Voice generation page with audio player and settings

  1. Select a model — Choose a TTS model from the dropdown. Casola currently supports Qwen3 TTS for speech synthesis. See the Models reference for the latest options.
  2. Pick a voice — Each model offers a set of voices with different characteristics. The dropdown shows the voice name, description, and language. Click the preview button next to the voice selector to hear a short sample before committing.
  3. Enter your text — Type or paste the text you want spoken. Press Enter to generate, or Shift+Enter to add a new line.
  4. Generate — Click the button (or press Enter) and your audio will be ready in a few seconds.

Choose your output format before generating:

FormatBest for
MP3General use, small file size
WAVLossless quality, audio editing
OPUSStreaming, low bandwidth
FLACLossless with compression
AACApple ecosystem, podcasts

Use the Speed slider to adjust playback from 0.25x to 4.0x. This is set before generation and affects the output file itself, not just preview playback.
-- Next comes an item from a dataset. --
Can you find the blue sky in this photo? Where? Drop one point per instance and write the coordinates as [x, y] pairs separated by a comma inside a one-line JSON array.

How you write your text affects how it sounds:

  • Ellipsis (…) — Creates a longer pause
  • Commas — Add short pauses for natural pacing
  • CAPS — Emphasizes a word
  • Question marks — Produce rising intonation
  • Hyphens — E-nun-ci-ate individual syllables

Each generated audio clip appears in your history with the voice name, format, speed, and timestamp. You can:

  • Play the audio directly with the inline player (Space to play/pause, arrow keys to skip)
  • Download the file in your chosen format
  • Retry a failed generation
  • Delete individual entries or clear all history

All generated audio is automatically saved to your Library for later access.

Terminal window
curl https://api.casola.ai/openai/v1/audio/speech \
-H "Authorization: Bearer YOUR_API_TOKEN" \
-H "Content-Type: application/json" \
-d '{
"model": "Qwen3-TTS",
"input": "Hello! Welcome to Casola.",
"voice": "alloy",
"response_format": "mp3",
"speed": 1.0
}' \
--output speech.mp3

The response is the binary audio file. Use --output to save it directly.
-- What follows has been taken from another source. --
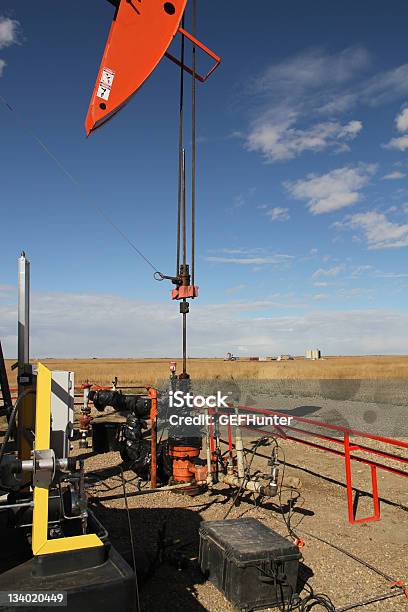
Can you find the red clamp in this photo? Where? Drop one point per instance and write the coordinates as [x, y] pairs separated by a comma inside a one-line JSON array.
[[299, 543], [184, 292], [402, 585]]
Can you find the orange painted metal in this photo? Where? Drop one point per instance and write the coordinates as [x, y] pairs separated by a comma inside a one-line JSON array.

For longer text, use async mode to avoid timeouts:

Terminal window
# Submit
curl https://api.casola.ai/openai/v1/audio/speech \
-H "Authorization: Bearer YOUR_API_TOKEN" \
-H "Content-Type: application/json" \
-d '{
"model": "Qwen3-TTS",
"input": "A longer passage of text to convert to speech...",
"voice": "alloy",
"response_format": "wav",
"async": true
}'

Response (202):

{
"id": "job_abc123",
"object": "audio.speech.async",
"status": "pending"
}

Poll for the result using GET /fal/requests/{id}.

Terminal window
curl https://api.casola.ai/api/voice/models \
-H "Authorization: Bearer YOUR_API_TOKEN"

Response:

{
"voice_models": [
{
"model_id": "Qwen3-TTS",
"label": "Qwen3 TTS",
"voices": [
{
"id": "alloy",
"name": "Alloy",
"description": "Neutral and balanced",
"language": "en"
}
]
}
]
}
from openai import OpenAI
client = OpenAI(
base_url="https://api.casola.ai/openai/v1",
api_key="YOUR_API_TOKEN",
)
response = client.audio.speech.create(
model="Qwen3-TTS",
input="Hello! Welcome to Casola.",
voice="alloy",
response_format="mp3",
)
response.stream_to_file("speech.mp3")
  • Preview voices before generating long passages — each voice has a distinct tone and cadence.
  • Use punctuation deliberately to control pacing; a well-placed comma or ellipsis makes speech sound more natural.
  • For long-form content (articles, scripts), break text into shorter paragraphs and generate each separately for more consistent quality.
  • WAV or FLAC are best when you plan to edit the audio afterward; MP3 is fine for direct use.